La société Maintenance Industrie a demandé au tribunal administratif de Versailles d'annuler le lot n° 1 du marché de fournitures de prestations de nettoyage pour plusieurs organismes de la direction générale de l'aviation civile (DGAC) en région parisienne et de toutes prestations concourant à la bonne exécution du marché, conclu avec la société Samsic et de mettre à la charge de l'Etat la somme de 3 000 euros au titre de l'article L. 761-1 du code de justice administrative.

Par un jugement n° 1802385 du 2 juin 2020, le tribunal administratif de Versailles a rejeté sa demande.

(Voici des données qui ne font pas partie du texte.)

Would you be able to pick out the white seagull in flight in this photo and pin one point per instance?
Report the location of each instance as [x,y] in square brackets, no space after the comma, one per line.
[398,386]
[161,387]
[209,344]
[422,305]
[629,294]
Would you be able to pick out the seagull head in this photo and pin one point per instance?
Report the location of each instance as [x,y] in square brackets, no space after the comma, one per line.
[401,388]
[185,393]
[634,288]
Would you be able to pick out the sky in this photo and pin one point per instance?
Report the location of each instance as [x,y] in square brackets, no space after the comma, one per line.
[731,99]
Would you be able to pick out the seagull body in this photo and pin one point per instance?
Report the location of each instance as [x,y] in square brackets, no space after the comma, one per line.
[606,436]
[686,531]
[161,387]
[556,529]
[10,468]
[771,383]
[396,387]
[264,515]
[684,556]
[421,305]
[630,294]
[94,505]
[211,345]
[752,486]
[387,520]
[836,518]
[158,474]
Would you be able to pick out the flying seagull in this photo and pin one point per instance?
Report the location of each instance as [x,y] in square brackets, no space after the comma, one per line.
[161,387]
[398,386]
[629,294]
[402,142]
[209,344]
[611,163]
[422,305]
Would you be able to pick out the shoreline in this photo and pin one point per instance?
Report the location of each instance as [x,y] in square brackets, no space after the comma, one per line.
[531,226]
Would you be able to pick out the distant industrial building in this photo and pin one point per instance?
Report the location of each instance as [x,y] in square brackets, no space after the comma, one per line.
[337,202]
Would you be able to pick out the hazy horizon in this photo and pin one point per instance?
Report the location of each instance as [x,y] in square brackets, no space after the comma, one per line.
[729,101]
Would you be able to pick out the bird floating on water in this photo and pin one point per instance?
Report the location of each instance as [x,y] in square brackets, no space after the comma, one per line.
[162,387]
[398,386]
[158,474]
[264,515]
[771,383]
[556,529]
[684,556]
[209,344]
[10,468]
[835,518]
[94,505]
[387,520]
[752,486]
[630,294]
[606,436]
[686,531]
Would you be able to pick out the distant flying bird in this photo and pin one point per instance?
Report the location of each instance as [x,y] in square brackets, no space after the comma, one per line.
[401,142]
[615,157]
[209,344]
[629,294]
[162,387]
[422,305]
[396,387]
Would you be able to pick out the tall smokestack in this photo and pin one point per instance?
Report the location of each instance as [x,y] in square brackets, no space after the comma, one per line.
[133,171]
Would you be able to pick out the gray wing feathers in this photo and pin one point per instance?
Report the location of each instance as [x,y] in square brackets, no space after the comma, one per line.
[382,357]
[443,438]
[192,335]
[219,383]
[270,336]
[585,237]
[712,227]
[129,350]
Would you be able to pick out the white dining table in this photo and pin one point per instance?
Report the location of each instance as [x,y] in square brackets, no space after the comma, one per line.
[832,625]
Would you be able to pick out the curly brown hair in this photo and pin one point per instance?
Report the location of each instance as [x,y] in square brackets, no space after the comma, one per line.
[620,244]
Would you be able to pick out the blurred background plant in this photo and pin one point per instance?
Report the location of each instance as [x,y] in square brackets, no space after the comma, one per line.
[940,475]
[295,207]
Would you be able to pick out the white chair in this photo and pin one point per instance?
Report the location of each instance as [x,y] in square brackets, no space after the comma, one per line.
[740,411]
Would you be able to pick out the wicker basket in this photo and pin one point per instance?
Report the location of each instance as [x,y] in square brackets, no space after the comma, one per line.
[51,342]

Procédure devant la cour :

Par une requête et un mémoire, enregistrés respectivement le 8 juillet 2020 et le 15 octobre 2021, la société Maintenance Industrie, représentée par la SCP Richer et Associés Droit Public, avocat, demande à la cour :

1°) d'annuler ce jugement ;

2°) d'annuler ce marché ;

3°) de mettre à la charge de l'Etat la somme de 6 000 euros au titre des dispositions de l'article L. 761-1 du code de justice administrative.
Elle soutient que :

- le jugement attaqué est entaché d'erreurs de droit et de fait ;
- trois sous-critères non annoncés ont été ajoutés pour l'appréciation du critère du prix ; elle aurait modifié la composition de son prix si elle en avait eu connaissance ; l'instauration de sous-critères revient à neutraliser le critère du prix ; il ne s'agit pas d'une simple méthode de notation ;
- la note de 39,32/40 attribuée à la société Samsic est entachée d'une erreur manifeste ; la formule de calcul retenue devait conduire à lui attribuer la note de 36,73/40 et non de 39,32/40 ;
- son offre a été dénaturée, la DGAC ayant reconnu qu'une ou des erreurs avaient pu être commises ;
- une erreur manifeste d'appréciation a été commise pour le critère " planning prévisionnel d'organisation journalière " ; il n'y a pas de discordance entre le bordereau des prix unitaires (BPU) et le mémoire technique, tous deux faisant état de la présence de vingt-huit agents, soit vingt-et-un agents plus une équipe de sept agents très qualifiés ; les plannings prévoyaient des agents le week-end ; le nettoyage des chambres du lundi au dimanche entre 16 heures et 18 heures a été prévu, son offre couvrant un créneau plus large ;
- l'offre a été dénaturée en ce qui concerne le système de reporting proposé ; ce système a été précisément décrit sur quatre pages dans l'offre ; en ne retenant que le système de reporting vers le client, la DGAC a ajouté un critère supplémentaire ;
- les vices révélés par l'analyse des offres ont lésé l'exposante ; le tribunal a lui-même reconnu des erreurs relatives aux critères " qualité technique " et " modalités de prise en charge du personnel " et rehaussé sa note de près de sept points ; plus de 50 % de sa note résulte de l'application de sous-critères dissimulés, pour le prix et le reporting ; la DGAC a commis une erreur dans l'analyse du prix de l'attributaire ; elle a commis des erreurs manifestes d'appréciation dans l'analyse des quatre sous-critères de son offre, deux ayant déjà été reconnues par le tribunal ;
- le marché doit être annulé ;
- son offre était régulière ; elle a d'ailleurs été notée et classée 5ème sur 7 ; l'absence de mention du temps en heure de la prestation et le renvoi à des annexes n'ont pas conduit l'administration à rejeter l'offre comme irrégulière ou à demander des précisions ;
- l'offre n'était pas inappropriée, le niveau sonore de certains aspirateurs étant supérieur de peu aux exigences du cahier des clauses techniques particulières (CCTP) ;
- la DGAC ne peut invoquer pour la première fois dans le cadre de l'instance le caractère inapproprié ou irrégulier de son offre.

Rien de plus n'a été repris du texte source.